We have a catch all case.

Seems to me that all that's needed is to no longer ignore the error when a frame is dropped, or handle that error type.

everything else will false into place through the normal error handling

Flags: needinfo?(jyavenard)

(In reply to Byron Campen [:bwc] from comment #6)

This seems to happen immediately after we get a PlatformCallback with status == -8969. We currently treat this (and any other status besides noErr) as an error on a given frame, and keep trying to use the decoder, but maybe an error status means we need to stop using the decoder entirely?

Want to handle the ability to recreate decoders several times after an error like the MediaFormatReader does.

this shouldn't be done in the MediaChangeMonitor but in the WebrtcMediaDataDecoderCodec.cpp code.

It would be surprising if you couldn't continue to use the existing VT decoder however, a reset (a call to Flush()) is likely all is needed to do so.

(In reply to Jean-Yves Avenard [:jya] from comment #16)

(In reply to Byron Campen [:bwc] from comment #6)

This seems to happen immediately after we get a PlatformCallback with status == -8969. We currently treat this (and any other status besides noErr) as an error on a given frame, and keep trying to use the decoder, but maybe an error status means we need to stop using the decoder entirely?

Want to handle the ability to recreate decoders several times after an error like the MediaFormatReader does.

this shouldn't be done in the MediaChangeMonitor but in the WebrtcMediaDataDecoderCodec.cpp code.

It would be surprising if you couldn't continue to use the existing VT decoder however, a reset (a call to Flush()) is likely all is needed to do so.

After this error happens PlatformCallback is never called again.

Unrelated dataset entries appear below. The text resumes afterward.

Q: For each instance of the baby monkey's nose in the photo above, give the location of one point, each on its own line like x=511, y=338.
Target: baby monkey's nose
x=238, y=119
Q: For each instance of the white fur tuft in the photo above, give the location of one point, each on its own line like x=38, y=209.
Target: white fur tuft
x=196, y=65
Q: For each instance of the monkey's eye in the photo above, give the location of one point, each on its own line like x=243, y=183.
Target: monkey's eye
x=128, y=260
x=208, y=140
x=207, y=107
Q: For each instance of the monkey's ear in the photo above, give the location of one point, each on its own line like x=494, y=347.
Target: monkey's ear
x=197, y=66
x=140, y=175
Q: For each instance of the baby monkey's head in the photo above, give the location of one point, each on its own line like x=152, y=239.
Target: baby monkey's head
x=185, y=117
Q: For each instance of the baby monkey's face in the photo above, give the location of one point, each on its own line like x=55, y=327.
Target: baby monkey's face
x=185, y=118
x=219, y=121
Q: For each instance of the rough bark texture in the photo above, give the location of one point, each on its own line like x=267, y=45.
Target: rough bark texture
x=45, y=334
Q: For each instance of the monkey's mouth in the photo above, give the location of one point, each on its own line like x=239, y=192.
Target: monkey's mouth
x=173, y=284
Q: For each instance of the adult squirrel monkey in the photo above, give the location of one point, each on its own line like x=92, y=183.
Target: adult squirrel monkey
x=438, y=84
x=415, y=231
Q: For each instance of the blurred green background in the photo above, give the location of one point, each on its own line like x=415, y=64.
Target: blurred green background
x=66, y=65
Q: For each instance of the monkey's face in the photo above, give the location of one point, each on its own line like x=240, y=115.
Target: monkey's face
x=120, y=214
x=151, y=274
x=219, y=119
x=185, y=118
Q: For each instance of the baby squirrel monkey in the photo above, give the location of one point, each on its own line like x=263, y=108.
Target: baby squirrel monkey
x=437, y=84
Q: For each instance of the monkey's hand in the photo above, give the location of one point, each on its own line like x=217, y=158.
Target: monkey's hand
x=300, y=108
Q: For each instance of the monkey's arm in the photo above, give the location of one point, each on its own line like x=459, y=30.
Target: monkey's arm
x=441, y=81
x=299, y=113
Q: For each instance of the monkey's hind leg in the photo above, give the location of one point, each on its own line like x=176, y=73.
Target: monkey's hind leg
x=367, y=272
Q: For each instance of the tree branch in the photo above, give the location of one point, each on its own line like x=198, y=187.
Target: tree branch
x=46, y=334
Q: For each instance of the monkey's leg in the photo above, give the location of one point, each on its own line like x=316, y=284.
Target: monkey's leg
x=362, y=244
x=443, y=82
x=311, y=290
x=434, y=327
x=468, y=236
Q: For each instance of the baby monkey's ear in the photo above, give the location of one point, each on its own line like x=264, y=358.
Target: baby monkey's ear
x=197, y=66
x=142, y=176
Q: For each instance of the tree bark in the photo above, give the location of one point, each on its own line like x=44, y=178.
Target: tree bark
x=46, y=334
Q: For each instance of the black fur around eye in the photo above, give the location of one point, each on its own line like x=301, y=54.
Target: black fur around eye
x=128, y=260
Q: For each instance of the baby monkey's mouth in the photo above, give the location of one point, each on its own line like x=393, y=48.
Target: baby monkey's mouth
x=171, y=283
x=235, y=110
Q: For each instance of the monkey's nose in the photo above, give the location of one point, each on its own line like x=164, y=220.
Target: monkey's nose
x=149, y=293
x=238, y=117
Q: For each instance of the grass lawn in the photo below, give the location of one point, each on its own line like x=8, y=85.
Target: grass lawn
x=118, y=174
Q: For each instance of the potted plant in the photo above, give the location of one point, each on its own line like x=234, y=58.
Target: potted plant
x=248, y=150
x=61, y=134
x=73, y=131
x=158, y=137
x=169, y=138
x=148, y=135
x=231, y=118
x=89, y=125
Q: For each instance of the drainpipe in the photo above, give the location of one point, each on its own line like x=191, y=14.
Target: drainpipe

It is possible VTDecompressionSessionWaitForAsynchronousFrames will cause those callbacks to resume, so I can try it.

(In reply to Byron Campen [:bwc] from comment #17)

(In reply to Jean-Yves Avenard [:jya] from comment #16)

(In reply to Byron Campen [:bwc] from comment #6)

This seems to happen immediately after we get a PlatformCallback with status == -8969. We currently treat this (and any other status besides noErr) as an error on a given frame, and keep trying to use the decoder, but maybe an error status means we need to stop using the decoder entirely?

Want to handle the ability to recreate decoders several times after an error like the MediaFormatReader does.

this shouldn't be done in the MediaChangeMonitor but in the WebrtcMediaDataDecoderCodec.cpp code.

It would be surprising if you couldn't continue to use the existing VT decoder however, a reset (a call to Flush()) is likely all is needed to do so.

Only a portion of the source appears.